Chocolate also improves cholesterol, helping to avoid oxidation of LDL cholesterol, which can harm arteries and lead to plaque buildup. The antioxidants in chocolate also impact how cells respond to insulin, while favorably moderating fat and carbohydrate metabolism. The result is lower diabetes risk and a healthier metabolism.

Here’s an interesting fact: There’s a correlation between chocolate consumption per capita (how much chocolate each person in a country consumes) and Nobel prizes. That is, the countries that have the greatest number of Nobel prizes eat the most chocolate. At least one scientist thinks the caffeine and antioxidants in chocolate are potentially improving cognitive function on a population level scale. Whether you view this as far-fetched or not, there is evidence that the flavanols in chocolate can reduce risk of dementia and improve performance on cognitive thinking tests.

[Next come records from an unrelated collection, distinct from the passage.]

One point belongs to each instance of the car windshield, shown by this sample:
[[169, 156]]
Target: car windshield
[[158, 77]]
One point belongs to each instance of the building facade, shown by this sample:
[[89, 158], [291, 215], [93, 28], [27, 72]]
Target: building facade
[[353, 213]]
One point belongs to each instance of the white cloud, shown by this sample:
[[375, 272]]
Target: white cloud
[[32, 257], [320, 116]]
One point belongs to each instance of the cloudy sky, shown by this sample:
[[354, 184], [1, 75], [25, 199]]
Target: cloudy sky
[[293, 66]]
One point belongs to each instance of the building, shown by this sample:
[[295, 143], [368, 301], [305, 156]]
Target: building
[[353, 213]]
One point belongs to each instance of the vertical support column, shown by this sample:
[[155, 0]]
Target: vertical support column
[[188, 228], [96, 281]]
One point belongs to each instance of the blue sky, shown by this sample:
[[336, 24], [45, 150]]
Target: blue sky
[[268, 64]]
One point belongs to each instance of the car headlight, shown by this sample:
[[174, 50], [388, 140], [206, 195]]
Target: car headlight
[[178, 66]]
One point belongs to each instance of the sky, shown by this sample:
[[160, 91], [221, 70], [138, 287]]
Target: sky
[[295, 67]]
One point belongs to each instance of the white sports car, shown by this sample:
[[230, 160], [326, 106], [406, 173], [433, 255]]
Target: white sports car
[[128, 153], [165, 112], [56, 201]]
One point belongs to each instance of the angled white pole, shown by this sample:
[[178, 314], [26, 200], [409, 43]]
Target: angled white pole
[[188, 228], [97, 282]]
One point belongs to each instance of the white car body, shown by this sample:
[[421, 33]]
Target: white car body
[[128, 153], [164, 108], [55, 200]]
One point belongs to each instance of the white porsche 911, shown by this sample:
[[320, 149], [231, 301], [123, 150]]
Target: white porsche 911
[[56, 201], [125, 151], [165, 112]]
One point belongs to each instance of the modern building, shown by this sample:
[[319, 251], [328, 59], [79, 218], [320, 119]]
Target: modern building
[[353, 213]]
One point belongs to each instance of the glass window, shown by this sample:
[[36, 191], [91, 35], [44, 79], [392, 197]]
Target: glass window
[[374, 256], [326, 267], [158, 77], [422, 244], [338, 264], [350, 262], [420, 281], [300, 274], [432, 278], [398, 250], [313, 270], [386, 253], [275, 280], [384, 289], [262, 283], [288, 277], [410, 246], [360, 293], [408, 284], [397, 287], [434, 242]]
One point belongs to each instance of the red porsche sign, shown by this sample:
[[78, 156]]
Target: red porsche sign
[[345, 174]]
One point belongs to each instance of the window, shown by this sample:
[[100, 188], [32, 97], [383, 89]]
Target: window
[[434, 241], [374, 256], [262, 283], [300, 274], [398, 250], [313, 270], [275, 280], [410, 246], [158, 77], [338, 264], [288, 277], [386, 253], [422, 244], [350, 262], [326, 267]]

How To Use Chocolate For Longevity:

There are a couple of caveats when it comes to chocolate. A lot of commercial “chocolate” is made from artificial flavorings and has little if any of the actual cocoa bean that provides the antioxidants. Then there’s the fact that chocolate contains sugar and calories—both of which most Westerners are eating too much of as it is.

Your best bet is to opt for dark chocolate that contains at least 70 percent cocoa solids. How much should you eat? Science hasn’t identified an optimal chocolate dose, but a good bet is a square or two a few days a week.


Buijsse, B., et al. Cocoa intake, blood pressure, and cardiovascular mortality: the Zutphen Elderly Study. Archives of Internal Medicine. 2006. 166(4), 411-417.

Crozier, S., et al. Cacao seeds are a “Super Fruit”: A comparative analysis of various fruit powders and products. Chemistry Central Journal. 2011. 5(5).

Cuenca-Garcia, M., et al. Association between chocolate consumption and fatness in European adolescents. Nutrients. 2014. 30(2), 236-239.

Desideri, G., et al. Benefits in Cognitive Function, Blood Pressure, and Insulin Resistance Through Cocoa Flavanol Consumption in Elderly Subjects With Mild Cognitive Impairment. Hypertension. 2012. 60, 794-801.

Fardi, Z., et al. Acute dark chocolate and cocoa ingestion and endothelial function: a randomized controlled crossover trial. American Journal of Clinical Nutrition. 2008. 88(1). 58-63.

Farhat, G., et al. Dark chocolate: an obesity paradox or a culprit for weight gain? Phytotherapy Research. 2014. 28(6), 791-7.

Matsumoto, C., et al. Chocolate consumption and risk of diabetes mellitus in the Physicians’ Health Study. 2015. 101(2):362-7.

Messerli, F. Chocolate Consumption, Cognitive Function, and Nobel Laureates. New England Journal of Medicine. 2012. 367(16):1562-4.